Making the web easier in Cocoa
Posted by Michael Dales on 2010-01-20 17:56:43
Having come back to Cocoa in this last year from having spent a few years writing Python, I’ve taken a much more holistic approach to writing Mac and iPhone code. Where as before, having come from being a C hacker, I was writing lots of low level code myself (and to be fair, six or seven years ago, or whenever it was I wrote things like osx2x, there wasn’t a huge alternative) now I find myself looking around to see what libraries exist to help me get on with the interesting bits. This is one of the really great things about Python – it’s library support, both in terms of the standard libraries and what’s out there in the internets, is fantastic, and now the same applies for Objective C.

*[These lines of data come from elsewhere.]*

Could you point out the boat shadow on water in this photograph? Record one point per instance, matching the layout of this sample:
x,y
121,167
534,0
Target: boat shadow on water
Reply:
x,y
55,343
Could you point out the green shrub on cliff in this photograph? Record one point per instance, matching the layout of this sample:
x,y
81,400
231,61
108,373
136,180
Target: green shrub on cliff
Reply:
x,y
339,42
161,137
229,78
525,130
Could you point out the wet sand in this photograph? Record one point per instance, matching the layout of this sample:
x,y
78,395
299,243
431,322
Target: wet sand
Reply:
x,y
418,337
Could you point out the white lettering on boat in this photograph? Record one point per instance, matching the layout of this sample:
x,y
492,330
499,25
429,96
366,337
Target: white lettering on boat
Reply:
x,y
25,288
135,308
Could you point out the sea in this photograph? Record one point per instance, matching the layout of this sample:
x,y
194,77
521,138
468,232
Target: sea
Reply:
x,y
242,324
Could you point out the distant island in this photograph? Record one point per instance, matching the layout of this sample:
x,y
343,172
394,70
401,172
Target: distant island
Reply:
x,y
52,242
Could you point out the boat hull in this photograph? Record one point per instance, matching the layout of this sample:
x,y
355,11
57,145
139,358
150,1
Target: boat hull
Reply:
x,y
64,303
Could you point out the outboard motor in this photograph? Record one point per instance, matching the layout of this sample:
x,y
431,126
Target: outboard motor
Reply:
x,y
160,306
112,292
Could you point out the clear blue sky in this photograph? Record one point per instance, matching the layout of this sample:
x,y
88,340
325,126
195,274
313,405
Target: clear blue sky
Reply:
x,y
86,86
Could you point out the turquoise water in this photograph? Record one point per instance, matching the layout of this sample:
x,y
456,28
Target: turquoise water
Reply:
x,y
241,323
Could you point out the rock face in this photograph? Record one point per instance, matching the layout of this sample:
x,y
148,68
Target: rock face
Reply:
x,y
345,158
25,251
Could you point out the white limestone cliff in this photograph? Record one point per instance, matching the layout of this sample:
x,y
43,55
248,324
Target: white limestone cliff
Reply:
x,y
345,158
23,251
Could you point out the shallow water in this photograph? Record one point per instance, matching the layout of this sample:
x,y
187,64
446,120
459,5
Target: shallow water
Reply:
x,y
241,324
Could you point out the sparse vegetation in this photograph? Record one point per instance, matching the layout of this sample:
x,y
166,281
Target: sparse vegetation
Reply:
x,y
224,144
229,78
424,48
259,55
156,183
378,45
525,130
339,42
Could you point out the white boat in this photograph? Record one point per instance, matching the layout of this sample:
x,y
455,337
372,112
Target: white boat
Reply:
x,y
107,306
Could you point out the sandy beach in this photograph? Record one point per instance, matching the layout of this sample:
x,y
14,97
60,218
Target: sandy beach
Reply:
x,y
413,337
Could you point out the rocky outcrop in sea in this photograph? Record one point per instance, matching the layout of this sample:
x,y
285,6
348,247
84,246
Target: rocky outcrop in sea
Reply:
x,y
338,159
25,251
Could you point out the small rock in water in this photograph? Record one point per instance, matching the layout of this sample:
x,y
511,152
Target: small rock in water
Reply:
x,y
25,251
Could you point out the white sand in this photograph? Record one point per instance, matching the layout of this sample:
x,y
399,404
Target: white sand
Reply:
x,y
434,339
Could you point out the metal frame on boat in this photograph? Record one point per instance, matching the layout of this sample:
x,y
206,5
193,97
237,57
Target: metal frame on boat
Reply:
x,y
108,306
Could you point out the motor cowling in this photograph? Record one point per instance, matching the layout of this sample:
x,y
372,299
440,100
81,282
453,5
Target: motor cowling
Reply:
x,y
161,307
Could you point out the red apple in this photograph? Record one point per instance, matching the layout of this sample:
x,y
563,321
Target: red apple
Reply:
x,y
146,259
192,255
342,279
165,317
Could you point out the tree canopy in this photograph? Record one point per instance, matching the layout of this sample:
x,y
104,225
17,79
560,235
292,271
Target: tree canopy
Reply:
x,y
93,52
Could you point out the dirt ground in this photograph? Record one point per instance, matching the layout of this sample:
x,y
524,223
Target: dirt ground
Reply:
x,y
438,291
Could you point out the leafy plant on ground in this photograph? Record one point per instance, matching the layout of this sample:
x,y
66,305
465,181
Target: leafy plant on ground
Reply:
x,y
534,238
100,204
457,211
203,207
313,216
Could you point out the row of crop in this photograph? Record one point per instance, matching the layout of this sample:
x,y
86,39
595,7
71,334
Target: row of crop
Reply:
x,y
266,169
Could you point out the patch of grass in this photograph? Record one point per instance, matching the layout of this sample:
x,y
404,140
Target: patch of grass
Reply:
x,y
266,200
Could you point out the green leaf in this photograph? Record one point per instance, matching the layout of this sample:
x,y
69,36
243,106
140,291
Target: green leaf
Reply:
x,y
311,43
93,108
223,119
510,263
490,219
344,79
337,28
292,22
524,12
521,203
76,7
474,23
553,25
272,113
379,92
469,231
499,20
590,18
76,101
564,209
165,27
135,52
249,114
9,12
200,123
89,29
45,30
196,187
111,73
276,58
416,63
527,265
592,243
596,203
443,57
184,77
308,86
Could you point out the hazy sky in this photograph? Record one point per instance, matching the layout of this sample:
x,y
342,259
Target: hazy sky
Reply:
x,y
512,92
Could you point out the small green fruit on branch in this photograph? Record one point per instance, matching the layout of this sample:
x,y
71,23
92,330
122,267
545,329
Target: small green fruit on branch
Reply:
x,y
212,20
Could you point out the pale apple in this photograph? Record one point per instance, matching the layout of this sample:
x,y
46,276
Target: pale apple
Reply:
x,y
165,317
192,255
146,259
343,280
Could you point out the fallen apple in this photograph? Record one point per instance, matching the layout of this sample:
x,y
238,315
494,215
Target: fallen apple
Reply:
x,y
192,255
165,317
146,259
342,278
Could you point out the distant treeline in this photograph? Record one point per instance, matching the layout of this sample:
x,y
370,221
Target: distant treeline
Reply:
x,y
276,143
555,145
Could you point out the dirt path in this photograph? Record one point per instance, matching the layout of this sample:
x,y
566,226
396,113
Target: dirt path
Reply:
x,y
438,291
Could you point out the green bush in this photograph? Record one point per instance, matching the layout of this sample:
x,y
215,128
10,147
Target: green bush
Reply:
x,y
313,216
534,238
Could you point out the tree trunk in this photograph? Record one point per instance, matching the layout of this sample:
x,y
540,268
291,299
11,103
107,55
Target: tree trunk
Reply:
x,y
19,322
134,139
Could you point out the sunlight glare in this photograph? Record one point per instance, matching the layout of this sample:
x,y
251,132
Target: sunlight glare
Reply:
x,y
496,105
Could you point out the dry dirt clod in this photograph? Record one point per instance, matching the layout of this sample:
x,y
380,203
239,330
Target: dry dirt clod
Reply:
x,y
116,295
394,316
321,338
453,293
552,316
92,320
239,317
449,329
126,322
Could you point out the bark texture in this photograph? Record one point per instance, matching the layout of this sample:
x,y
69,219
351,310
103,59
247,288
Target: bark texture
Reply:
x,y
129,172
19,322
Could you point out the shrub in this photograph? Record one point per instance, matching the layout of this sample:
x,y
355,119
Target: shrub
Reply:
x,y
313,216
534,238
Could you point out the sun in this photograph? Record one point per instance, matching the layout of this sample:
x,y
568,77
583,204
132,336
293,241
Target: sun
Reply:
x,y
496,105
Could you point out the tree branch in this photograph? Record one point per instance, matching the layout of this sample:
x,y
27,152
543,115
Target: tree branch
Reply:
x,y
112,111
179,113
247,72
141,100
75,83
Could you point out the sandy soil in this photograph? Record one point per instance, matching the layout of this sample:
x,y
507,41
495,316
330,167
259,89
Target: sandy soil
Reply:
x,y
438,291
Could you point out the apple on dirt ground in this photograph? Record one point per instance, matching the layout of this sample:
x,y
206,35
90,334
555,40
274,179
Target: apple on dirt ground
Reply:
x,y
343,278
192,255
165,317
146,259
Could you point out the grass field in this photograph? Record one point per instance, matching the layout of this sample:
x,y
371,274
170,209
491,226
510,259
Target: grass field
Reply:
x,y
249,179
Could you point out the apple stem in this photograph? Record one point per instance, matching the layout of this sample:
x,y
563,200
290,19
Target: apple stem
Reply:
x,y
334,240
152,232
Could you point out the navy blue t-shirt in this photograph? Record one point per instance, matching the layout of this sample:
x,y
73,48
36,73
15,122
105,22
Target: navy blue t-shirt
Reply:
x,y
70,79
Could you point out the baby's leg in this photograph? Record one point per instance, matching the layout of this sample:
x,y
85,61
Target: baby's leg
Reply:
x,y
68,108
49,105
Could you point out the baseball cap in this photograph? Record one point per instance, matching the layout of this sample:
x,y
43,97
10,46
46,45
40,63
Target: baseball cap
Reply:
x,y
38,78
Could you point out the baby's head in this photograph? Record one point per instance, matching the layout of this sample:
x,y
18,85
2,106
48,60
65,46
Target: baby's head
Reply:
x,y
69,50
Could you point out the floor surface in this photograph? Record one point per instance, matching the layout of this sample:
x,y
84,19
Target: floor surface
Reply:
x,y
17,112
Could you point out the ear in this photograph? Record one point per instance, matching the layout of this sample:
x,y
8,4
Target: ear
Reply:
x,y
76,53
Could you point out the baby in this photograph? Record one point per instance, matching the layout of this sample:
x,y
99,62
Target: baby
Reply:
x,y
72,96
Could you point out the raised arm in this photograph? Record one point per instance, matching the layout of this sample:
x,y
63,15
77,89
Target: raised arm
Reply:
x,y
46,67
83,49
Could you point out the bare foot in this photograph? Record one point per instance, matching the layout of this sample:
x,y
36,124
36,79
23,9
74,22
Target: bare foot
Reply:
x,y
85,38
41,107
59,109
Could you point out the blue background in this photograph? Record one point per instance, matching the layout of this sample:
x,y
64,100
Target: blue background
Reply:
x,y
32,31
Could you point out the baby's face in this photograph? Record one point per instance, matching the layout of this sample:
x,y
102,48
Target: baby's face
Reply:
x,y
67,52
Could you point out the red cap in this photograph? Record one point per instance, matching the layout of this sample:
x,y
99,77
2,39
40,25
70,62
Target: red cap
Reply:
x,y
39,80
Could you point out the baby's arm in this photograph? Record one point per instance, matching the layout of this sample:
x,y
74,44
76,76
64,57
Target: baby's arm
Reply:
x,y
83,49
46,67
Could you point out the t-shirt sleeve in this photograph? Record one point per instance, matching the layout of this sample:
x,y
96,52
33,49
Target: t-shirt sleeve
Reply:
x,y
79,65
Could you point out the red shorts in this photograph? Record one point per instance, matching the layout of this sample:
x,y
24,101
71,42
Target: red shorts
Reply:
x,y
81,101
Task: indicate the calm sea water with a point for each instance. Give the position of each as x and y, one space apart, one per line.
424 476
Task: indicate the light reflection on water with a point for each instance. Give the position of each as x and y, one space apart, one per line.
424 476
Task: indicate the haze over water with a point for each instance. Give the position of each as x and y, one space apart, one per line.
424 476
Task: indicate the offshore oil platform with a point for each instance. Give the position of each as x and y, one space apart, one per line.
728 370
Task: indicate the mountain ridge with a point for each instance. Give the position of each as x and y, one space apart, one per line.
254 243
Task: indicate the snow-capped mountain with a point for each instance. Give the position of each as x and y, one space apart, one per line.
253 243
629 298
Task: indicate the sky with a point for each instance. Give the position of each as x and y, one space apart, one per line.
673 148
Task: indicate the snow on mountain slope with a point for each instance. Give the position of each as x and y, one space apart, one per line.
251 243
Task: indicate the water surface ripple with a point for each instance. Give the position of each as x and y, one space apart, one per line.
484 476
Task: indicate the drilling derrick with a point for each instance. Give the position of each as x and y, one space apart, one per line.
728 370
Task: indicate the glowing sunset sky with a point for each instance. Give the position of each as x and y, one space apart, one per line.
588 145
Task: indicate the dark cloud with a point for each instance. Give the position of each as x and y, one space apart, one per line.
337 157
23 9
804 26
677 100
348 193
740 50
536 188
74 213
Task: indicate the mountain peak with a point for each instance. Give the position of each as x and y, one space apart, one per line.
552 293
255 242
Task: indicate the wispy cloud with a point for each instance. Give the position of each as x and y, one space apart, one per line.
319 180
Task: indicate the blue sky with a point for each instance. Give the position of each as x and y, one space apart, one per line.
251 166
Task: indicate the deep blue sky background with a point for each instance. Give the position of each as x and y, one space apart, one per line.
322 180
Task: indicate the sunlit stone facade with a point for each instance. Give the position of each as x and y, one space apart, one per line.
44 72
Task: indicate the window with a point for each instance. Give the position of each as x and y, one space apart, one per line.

So, I thought I should post about a couple of the more useful ones I’ve been using recently. As a full on webhead these days, a lot of the client code I write is to interact with web services (as Nik Fletcher said recently, it seems like writing a Twitter client is the new “Hello, World!”). I’ve been using two libraries to help me here: one to make the requests, and the second to help decode them.
First up is ASIHTTPRequest from All-Seeing Interactive. This library makes it really easy to start firing off requests to web services without having to worry too much about the code. It comes with very good documentation with examples, and has lots of advanced stuff I’m yet to take advantage of, such as automatically updating progress indicators in your UI, talking to S3, etc. I’ve been playing with the form request functionality, which makes it very easy to do an authenticated POST of data to a web service as part of an API. If you’re talking to the web and you’re using Cocoa’s standard libraries for network interactions, you really should give this a look.
The second recommendation is json-framework. JSON is becoming a fairly common marshalling language for web APIs to talk – it’s less verbose than XML, it’s still human readable, and it’s easy to code with. The JSON framework simply adds categories to NSString to generate NSArray or NSDictionary objects from strings containing JSON, and to NSArray and NSDictionary to generate an NSString containing the JSON encoded data. Very easy to use, and I’ve used this one lots with no issues.
There you have it, two very useful libraries that work well on both Mac and iPhone, that I highly recommend if you’re doing any web API work.